Interpersonalität vs. Interobjektivität
Die Bail-outs, die die Politik den Investoren gewähren (durch EFSF oder ESM) oder auch verweigern könnte, lassen sich aber nun mit einiger Plausibilität als ein Anspruchsverhältnis zwischen mehr oder minder identifizierbaren Akteuren begreifen – zwischen «uns», die wir der Staat letztlich sind, und «den Investoren». Letztere werden durch die Bail-outs «vor den Marktmechanismen geschützt», und zwar «auf Kosten der Allgemeinheit» (Kunibert Raffer). Und der «Marktmechanismus» hat doch eigentlich gesprochen bzw. innerhalb diesen hätte man «entdecken» (Hayek) können und müssen, dass die Investitionen, wie jede Investition, «riskant» waren (und nicht etwa: unberechtigt). Im wettbewerblichen Markt gebe es eben «profit and loss», wie der Übervater der Marktlibertären, Ludwig von Mises, unermüdlich betonte. Nun aber werde dieser «grundlegende Marktmechanismus außer Kraft» gesetzt (Raffer), was «aus ökonomischer Sicht allerdings schwer zu rechtfertigen» sei (Hau/Lucke). In den Worten Guido Westerwelles: «Wer Gewinnchancen durch seine Investments haben will, oft genug hoch spekulativ, darf sich seiner eigenen Verantwortung nicht entziehen, indem er das Risiko permanent auf den Steuerzahler abwälzt,» wobei die Übernahme dieser (Eigen-)«Verantwortung» (das Erleiden des Verlustes) als Ausdruck der «liberalen Prinzipien der [dadurch automatisch] Sozialen Marktwirtschaft» gefasst wird.

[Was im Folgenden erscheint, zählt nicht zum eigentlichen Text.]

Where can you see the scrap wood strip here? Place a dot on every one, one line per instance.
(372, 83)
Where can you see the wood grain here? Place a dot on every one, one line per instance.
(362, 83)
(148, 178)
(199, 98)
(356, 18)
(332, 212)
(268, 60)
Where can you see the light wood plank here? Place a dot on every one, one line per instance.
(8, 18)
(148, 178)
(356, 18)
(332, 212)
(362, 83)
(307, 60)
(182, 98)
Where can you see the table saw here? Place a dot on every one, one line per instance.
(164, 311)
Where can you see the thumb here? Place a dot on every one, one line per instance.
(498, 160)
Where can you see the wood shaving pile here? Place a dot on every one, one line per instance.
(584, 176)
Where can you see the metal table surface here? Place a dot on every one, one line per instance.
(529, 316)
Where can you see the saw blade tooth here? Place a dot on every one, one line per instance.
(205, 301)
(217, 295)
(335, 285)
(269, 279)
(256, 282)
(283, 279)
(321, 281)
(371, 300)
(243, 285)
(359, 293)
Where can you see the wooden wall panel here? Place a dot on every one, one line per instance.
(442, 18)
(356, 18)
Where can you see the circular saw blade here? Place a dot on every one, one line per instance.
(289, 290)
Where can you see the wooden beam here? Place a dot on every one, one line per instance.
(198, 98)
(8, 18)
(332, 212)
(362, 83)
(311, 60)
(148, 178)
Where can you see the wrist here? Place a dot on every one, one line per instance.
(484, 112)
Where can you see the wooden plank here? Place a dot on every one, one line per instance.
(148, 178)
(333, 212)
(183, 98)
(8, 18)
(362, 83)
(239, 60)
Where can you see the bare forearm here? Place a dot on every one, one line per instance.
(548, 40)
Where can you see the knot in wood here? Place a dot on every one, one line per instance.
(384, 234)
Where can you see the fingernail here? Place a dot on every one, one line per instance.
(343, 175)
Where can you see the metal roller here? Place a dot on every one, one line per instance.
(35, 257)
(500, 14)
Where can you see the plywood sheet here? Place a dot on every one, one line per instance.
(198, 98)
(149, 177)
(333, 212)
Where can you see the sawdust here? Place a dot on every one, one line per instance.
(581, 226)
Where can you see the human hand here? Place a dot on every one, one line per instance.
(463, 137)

Die Bail-outs seien eben als ein «Eingriff des Staates in den freien Markt» zu deuten, innerhalb dessen nicht Ansprüche nach Maßgabe ihrer Legitimität und Fairness geklärt, sondern Interessen durchgesetzt werden, und zwar nicht gegen andere Personen, sondern im Angesicht von Preisbewegungen im unpersönlich und instanzlos ablaufenden Markt. (Diese Naturalisierung der Marktverhältnisse habe ich hier mit dem Begriff eines menschenleer gedachten «Dschungels» zu verdeutlichen versucht.) Niemandem darf geholfen werden – was im Falle «der Spekulanten» freilich auch moralisch einigermaßen plausibel erscheint. (Dass es sich bei den Inhabern der Staatsanleihen allerdings häufig um Personen handelt, die ihre Pensionsansprüche sichern wollen, deutet Stefan Homburg an. Man mag hierin den Wahnsinn erkennen, der darin liegt, die Rentensysteme vom Umlage- aufs Kapitaldeckungsverfahren umzustellen, wofür übrigens auch Homburg selbst geworben hatte. Im Vorschlag von Hau/Lucke, die Entwertung über die Enteignung der Bankaktionäre zu bewerkstelligen, was als eine «Rekapitalisierung [der Banken] zu Marktpreisen» gedeutet wird, womit die faktisch an sich bereits eingetretenen bzw. faktisch an sich zu «erwartenden Verluste» bloß «realisiert» würden bzw. deren Realisierung nicht (durch die Bail-outs nämlich) aufgehalten würde, scheint dieses Problem weniger gravierend.)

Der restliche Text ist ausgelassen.